March 2006 send to a friend printable version

The Oyster Awards
CR’s picks for America’s hardest-to-open packages

Illustration of a woman trying to open a package with a crowbar.
Illustration by Eric Larsen
Too often, today’s packages force consumers to fight tooth and nail to get at what’s inside. Make no mistake, we’re talking literally teeth, fingernails, knives, wire cutters, pliers, hacksaws, ice picks--whatever it takes to get the job done.

That’s the message we received, and those were some of the implements cited, when we asked visitors to about packaging that gives them fits. Clearly, we struck a nerve.

You need a delicate balance of force and finesse when opening some bags to avoid spraying the kitchen counter with fruity flakes, while playthings have become captives in their plastic shrouds, restrained by wires, bands, straps, tape, glue, and screws. So heavily shrink-wrapped are CDs that companies sell a special gadget with a retractable blade to slice through the cellophane and security seal. A typical comment came from Stacey L. Oller of Portland, Ore., who railed against “CDs with all those stupid seal stickers and outer plastic that sticks because of static to everything and shreds into little bits when you tear it. Grrrr!”

Frustration isn’t the only result of a tangle with problem packaging. We heard about bloodied fingers, hands, and arms. Take those clear-plastic clamshells fitted around everything from makeup to inkjet cartridges. When sliced open, the plastic can cut you, and it’s all but impossible to extricate the contents without weaponry.

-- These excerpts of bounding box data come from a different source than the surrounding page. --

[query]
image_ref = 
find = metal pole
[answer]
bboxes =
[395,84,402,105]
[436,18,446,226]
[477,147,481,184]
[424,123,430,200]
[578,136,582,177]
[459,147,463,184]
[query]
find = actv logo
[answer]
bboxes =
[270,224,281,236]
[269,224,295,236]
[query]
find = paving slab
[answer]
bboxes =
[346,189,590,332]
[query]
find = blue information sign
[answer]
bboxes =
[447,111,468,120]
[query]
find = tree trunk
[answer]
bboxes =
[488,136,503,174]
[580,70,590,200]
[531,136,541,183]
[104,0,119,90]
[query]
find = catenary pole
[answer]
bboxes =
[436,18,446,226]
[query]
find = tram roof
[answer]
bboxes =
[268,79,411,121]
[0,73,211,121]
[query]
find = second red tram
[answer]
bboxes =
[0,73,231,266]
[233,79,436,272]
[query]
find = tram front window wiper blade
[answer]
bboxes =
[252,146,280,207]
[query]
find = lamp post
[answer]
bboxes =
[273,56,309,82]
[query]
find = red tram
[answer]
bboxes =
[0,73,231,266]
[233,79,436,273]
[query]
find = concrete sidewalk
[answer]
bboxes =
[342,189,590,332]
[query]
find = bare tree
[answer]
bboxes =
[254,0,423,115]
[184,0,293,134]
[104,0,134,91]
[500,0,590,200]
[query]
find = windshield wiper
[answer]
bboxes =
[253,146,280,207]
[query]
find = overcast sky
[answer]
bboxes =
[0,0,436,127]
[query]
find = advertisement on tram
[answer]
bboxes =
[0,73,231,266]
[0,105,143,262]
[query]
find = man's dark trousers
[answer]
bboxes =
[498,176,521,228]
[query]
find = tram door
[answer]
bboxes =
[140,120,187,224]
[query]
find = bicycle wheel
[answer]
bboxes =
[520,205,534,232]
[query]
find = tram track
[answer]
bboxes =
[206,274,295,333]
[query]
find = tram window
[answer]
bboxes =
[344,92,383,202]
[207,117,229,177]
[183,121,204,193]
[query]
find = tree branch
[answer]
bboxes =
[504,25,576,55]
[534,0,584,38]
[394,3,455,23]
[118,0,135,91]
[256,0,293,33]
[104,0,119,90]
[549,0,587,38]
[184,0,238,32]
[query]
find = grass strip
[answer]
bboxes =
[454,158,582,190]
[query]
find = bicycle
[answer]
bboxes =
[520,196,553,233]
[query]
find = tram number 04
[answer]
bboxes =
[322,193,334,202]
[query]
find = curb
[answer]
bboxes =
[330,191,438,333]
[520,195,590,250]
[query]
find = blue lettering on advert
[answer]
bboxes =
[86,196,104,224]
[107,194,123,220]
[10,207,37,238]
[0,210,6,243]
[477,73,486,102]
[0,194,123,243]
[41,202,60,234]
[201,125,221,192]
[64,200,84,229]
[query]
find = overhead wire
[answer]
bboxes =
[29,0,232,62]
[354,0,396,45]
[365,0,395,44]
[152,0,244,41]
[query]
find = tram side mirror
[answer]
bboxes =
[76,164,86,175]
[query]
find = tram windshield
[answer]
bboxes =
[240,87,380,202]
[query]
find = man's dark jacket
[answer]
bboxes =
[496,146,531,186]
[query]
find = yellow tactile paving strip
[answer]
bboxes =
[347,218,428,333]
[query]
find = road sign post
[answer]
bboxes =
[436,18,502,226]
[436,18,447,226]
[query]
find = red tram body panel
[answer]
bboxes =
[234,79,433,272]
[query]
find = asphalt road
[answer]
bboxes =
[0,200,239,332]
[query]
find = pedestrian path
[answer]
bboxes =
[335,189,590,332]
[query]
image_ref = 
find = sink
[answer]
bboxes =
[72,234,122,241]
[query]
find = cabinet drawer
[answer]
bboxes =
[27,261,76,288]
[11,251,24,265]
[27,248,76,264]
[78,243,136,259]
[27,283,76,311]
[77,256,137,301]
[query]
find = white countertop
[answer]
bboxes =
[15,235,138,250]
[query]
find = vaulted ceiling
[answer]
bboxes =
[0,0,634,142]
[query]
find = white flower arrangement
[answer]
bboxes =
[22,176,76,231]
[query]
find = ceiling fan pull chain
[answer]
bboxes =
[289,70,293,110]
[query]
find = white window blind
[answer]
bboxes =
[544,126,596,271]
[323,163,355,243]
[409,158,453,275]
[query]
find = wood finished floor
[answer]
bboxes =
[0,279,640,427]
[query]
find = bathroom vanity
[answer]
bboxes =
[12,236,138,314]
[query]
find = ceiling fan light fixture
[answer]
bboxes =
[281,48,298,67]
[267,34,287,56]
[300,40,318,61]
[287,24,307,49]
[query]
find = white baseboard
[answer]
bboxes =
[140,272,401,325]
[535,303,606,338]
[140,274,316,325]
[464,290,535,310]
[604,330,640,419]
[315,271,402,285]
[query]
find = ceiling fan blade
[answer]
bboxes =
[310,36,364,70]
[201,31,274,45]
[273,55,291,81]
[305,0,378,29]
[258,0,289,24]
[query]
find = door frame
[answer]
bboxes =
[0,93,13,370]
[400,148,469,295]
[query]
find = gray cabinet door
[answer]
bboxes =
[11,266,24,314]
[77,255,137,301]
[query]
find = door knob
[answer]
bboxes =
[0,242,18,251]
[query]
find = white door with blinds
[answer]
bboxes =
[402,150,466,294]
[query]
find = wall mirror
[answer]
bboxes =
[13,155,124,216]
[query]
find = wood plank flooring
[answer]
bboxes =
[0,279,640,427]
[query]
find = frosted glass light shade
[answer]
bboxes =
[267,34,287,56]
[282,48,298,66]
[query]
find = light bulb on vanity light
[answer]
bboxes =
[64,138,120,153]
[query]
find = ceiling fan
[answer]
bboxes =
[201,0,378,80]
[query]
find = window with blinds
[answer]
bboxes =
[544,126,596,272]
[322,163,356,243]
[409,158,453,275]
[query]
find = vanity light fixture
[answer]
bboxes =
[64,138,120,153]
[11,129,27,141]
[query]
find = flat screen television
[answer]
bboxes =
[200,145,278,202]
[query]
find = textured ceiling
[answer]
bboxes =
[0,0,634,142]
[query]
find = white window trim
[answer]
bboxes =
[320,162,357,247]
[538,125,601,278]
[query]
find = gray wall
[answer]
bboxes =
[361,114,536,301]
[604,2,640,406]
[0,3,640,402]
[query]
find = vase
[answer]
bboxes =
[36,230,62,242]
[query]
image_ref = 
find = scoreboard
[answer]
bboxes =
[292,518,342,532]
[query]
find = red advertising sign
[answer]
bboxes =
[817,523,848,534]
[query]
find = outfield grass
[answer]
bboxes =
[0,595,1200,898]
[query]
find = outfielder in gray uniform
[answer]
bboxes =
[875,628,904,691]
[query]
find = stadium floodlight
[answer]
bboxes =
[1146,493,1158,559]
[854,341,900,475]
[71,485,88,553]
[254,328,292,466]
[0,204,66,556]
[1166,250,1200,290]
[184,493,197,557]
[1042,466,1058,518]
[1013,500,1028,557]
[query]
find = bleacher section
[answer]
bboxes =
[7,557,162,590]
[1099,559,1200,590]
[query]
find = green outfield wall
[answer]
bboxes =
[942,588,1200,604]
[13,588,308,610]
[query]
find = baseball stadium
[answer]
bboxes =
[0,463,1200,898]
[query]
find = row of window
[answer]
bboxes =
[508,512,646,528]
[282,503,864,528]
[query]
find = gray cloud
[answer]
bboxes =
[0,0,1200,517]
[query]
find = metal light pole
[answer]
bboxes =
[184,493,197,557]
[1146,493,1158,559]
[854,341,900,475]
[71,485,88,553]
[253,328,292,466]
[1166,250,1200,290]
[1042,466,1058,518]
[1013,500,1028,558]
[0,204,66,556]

To determine the winners of the Consumer Reports Oyster Awards for hard-to-open packages, we began by sifting through 237 nominations from subscribers. Next, we shopped for the types of products readers mentioned most, tried to find even worse examples, and studied all the purchases in our labs. Finally, our technical experts watched a reporter open the packages, timing him and noting the obstacles he faced. The order of our choices is based on a combination of the time it took to crack the package and the potential hazard involved.

We also interviewed packaging experts and hoped that manufacturers would tell us why their products have become so hard to extricate and what is being done to address wrap rage. Few of the companies responded to our queries.